Drink some herbal tea

A cup of herbal tea could also help you to relax and drift off to sleep easier. Many herbal teas like chamomile and valerian can help with the production of melatonin (the hormone that helps us get to sleep). They’re a much better beverage option than a cup of coffee or hot chocolate (which will make you more awake!). 

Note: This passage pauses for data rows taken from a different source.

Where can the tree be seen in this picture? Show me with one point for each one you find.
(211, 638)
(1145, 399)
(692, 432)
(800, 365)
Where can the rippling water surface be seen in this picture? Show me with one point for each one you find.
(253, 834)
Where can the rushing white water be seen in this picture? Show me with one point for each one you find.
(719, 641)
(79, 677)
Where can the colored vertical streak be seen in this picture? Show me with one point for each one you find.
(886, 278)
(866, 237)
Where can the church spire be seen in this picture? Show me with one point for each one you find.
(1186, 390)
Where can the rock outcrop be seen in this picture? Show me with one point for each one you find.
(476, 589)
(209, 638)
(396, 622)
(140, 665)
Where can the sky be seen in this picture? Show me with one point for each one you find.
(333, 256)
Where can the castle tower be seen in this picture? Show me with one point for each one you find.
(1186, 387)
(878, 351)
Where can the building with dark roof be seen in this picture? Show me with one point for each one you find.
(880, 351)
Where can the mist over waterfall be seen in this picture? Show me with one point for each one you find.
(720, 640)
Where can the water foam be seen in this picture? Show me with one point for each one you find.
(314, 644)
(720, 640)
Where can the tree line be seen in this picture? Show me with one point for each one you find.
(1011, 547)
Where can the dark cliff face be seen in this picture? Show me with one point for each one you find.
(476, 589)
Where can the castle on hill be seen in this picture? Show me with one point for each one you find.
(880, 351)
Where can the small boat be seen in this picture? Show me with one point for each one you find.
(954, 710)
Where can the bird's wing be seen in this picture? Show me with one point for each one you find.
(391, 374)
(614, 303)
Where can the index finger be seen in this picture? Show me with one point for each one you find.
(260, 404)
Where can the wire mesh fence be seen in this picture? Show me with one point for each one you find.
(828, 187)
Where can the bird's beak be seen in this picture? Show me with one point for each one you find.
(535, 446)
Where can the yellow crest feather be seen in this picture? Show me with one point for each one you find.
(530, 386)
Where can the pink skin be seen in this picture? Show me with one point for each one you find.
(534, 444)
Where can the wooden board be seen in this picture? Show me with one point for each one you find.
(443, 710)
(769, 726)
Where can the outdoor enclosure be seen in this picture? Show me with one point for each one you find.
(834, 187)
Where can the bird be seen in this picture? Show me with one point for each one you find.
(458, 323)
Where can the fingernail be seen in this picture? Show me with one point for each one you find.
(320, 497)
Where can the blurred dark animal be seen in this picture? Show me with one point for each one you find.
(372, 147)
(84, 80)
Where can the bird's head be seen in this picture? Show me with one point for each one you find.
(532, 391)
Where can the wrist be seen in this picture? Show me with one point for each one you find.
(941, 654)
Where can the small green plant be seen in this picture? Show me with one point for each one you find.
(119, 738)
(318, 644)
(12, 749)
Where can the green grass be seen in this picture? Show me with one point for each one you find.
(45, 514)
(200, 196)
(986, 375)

Try some sleep supplements

Sleep supplements contain ingredients to help encourage sleep. Popular supplements include melatonin, valerian root, lavender, magnesium, tryptophan and CBD. Supplements can be taken in different forms. For example, CBD can be taken as a capsule, a pill or an oil. You can even buy CBD gummies. It’s worth trying different supplements to see what works for you. 

Say no to screens

Staring at bright screens on phones, tablets, computers and TVs is not recommended right before you plan to go to bed. The bright light from the screen can trick our minds into thinking that it’s still day time. If you can, try to avoid all screens an hour before bed. You could find that this encourages your body to naturally produce melatonin. 

Keep a bedtime journal

Anxious thoughts before going to bed can keep many of us up. A bedtime journal can be great for writing down anything that you’re worried you may forget in the morning. They can be great for writing down to-do lists or simply writing down ideas. Consider keeping this journal on your bedside table. 

Read a book

Many of us grew up reading a book before bed and so associate reading with sleep. Consider going to bed with a book and see if it helps. If possible, try to avoid reading e-books before bed as this involves staring at a bright screen could just make you more awake.